In a rapidly escalating dispute, internet infrastructure giant Cloudflare has publicly accused AI search engine Perplexity of employing “stealth crawling” tactics to bypass website restrictions and scrape content. The allegations, detailed in a research post published by Cloudflare on Monday, August 5, 2025, have ignited a fresh debate over the ethics of AI data collection and the control content creators have over their digital assets.

Cloudflare’s claims stem from an investigation initiated after numerous customers reported that Perplexity’s AI bots were still accessing their websites despite explicit blocks via robots.txt files and other network-level rules. According to Cloudflare, Perplexity’s crawlers, initially identifying themselves with standard user agents like “PerplexityBot,” would reportedly obscure their identity when faced with a network block, attempting to circumvent website preferences.

The alleged tactics include impersonating legitimate browsers, such as Google Chrome on macOS, and rotating IP addresses and Autonomous System Numbers (ASNs) to evade detection. Cloudflare’s researchers observed this activity across “tens of thousands of domains and millions of requests per day,” operating outside Perplexity’s officially declared IP ranges. To substantiate its findings, Cloudflare even created test domains configured to deny bot access, which Perplexity’s crawlers reportedly still managed to access and retrieve information from. Cloudflare CEO Matthew Prince went as far as likening Perplexity’s alleged actions to those of “North Korean hackers.” In response to its findings, Cloudflare has removed Perplexity from its list of verified bots and implemented new managed rule heuristics to detect and block such stealth crawling across its network.

Perplexity, however, has vehemently denied the accusations, dismissing Cloudflare’s report as a “sales pitch.” Jesse Dwyer, a spokesperson for Perplexity, asserted that the bot identified by Cloudflare was not associated with their company and claimed that the screenshots provided by Cloudflare did not demonstrate any actual content access.
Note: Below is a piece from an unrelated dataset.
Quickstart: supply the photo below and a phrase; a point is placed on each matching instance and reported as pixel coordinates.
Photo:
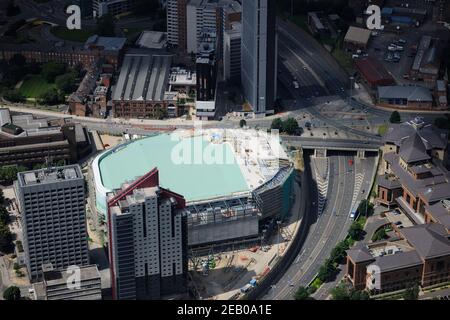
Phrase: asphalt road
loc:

Perplexity argues that Cloudflare fundamentally misunderstands the operational model of modern AI assistants. The AI startup stated that its platform relies on “user-driven agents” that fetch content only when a user poses a specific question requiring real-time information, emphasizing that this fetched data is neither stored nor used for training AI models. Furthermore, Perplexity accused Cloudflare of misattributing automated traffic from a third-party service, BrowserBase, to its systems, calling it a “basic traffic analysis failure.”
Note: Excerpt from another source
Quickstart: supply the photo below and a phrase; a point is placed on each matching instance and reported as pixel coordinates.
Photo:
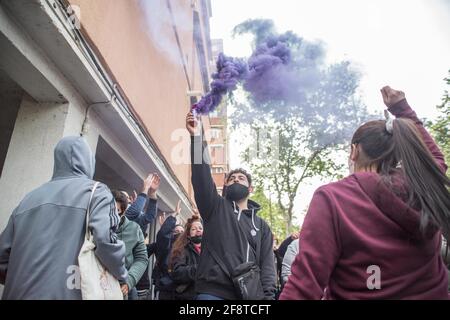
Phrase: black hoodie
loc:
(221, 220)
This high-profile dispute underscores the growing tension between AI companies, which depend on vast amounts of web data for their functionalities, and website operators striving to maintain control over their intellectual property and content distribution. The reliance of AI tools on Retrieval Augmented Generation (RAG) means a continuous need for current information, which some publishers view as a “revenue-threatening parasitic relationship.” Ethical considerations surrounding AI data sourcing, transparency in bot behavior, and adherence to web standards like robots.txt are at the forefront of this debate. Cloudflare recently launched its “Content Independence Day” initiative, aimed at empowering over 2.5 million websites to block AI training crawlers and assert greater control over their content. This is not the first time Perplexity has faced scrutiny over its content acquisition practices, with previous allegations including plagiarism and bypassing paywalls. The ongoing controversy highlights the complex challenge of balancing AI innovation with the rights and preferences of web publishers in the evolving digital landscape.